The Neural Buddhists
New York Times Op-Ed, David Brooks – 5/13/08
In 1996, Tom Wolfe wrote a brilliant essay called “Sorry, but Your Soul Just Died,” in which he captured the militant materialism of some modern scientists. To these self-confident researchers, the idea that the spirit might exist apart from the body is just ridiculous. Instead, everything arises from atoms. Genes shape temperament. Brain chemicals shape behavior. Assemblies of neurons create consciousness. Free will is an illusion. Human beings are “hard-wired” to do this or that. Religion is an accident. In this materialist view, people perceive God’s existence because their brains have evolved to confabulate belief systems. You put a magnetic helmet around their heads and they will begin to think they are having a spiritual epiphany. If they suffer from temporal lobe epilepsy, they will show signs of hyperreligiosity, an overexcitement of the brain tissue that leads sufferers to believe they are conversing with God. Wolfe understood the central assertion contained in this kind of thinking: Everything is material and “the soul is dead.” He anticipated the way the genetic and neuroscience revolutions would affect public debate. They would kick off another fundamental argument over whether God exists.
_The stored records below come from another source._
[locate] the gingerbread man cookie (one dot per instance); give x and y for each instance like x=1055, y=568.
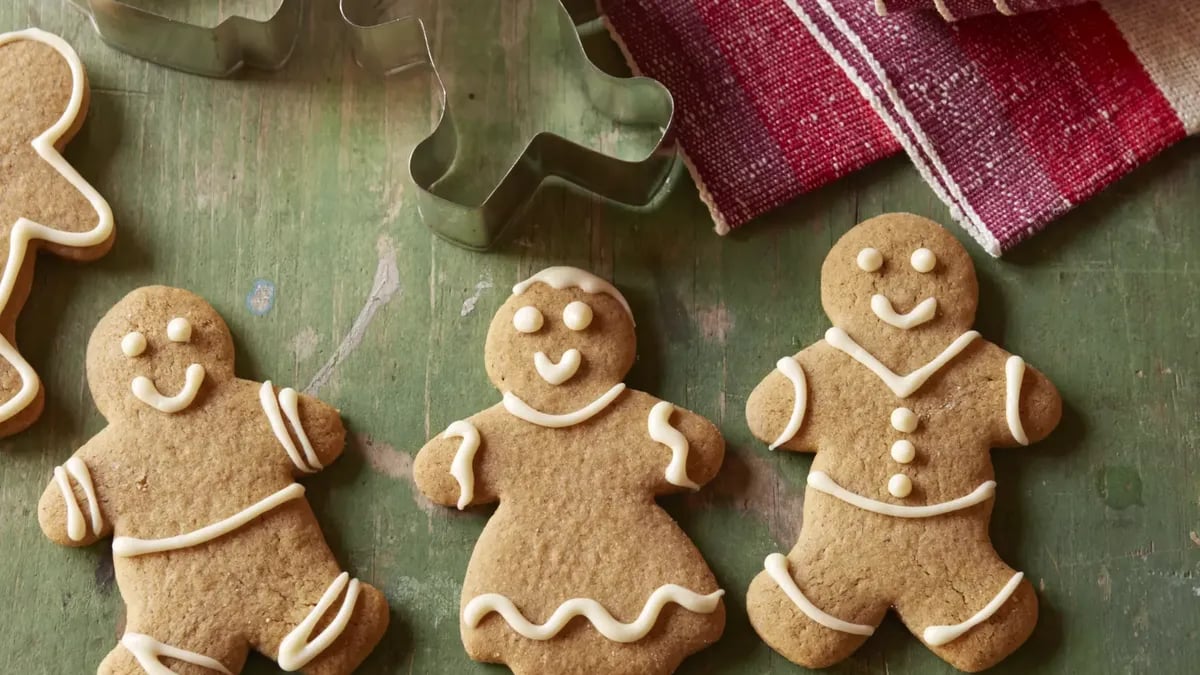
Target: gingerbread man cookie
x=901, y=404
x=45, y=204
x=579, y=571
x=215, y=547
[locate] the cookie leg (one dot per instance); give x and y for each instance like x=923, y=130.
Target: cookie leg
x=785, y=605
x=334, y=633
x=975, y=623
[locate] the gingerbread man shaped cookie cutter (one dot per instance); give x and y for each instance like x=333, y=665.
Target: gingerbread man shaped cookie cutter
x=388, y=43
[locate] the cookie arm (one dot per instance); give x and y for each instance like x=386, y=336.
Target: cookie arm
x=73, y=509
x=1032, y=405
x=777, y=410
x=448, y=467
x=696, y=446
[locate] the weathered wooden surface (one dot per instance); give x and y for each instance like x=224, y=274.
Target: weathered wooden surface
x=283, y=198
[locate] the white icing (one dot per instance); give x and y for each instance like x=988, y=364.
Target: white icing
x=904, y=452
x=462, y=467
x=919, y=315
x=289, y=400
x=899, y=485
x=904, y=419
x=559, y=278
x=939, y=635
x=77, y=470
x=909, y=384
x=145, y=390
x=133, y=345
x=923, y=261
x=179, y=329
x=295, y=649
x=149, y=653
x=792, y=370
x=1014, y=376
x=25, y=231
x=777, y=568
x=577, y=315
x=528, y=320
x=821, y=482
x=522, y=410
x=661, y=431
x=558, y=372
x=869, y=260
x=132, y=547
x=481, y=605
Lo and behold, over the past decade, a new group of assertive atheists has done battle with defenders of faith. The two sides have argued about whether it is reasonable to conceive of a soul that survives the death of the body and about whether understanding the brain explains away or merely adds to our appreciation of the entity that created it. The atheism debate is a textbook example of how a scientific revolution can change public culture. Just as “The Origin of Species reshaped social thinking, just as Einstein’s theory of relativity affected art, so the revolution in neuroscience is having an effect on how people see the world.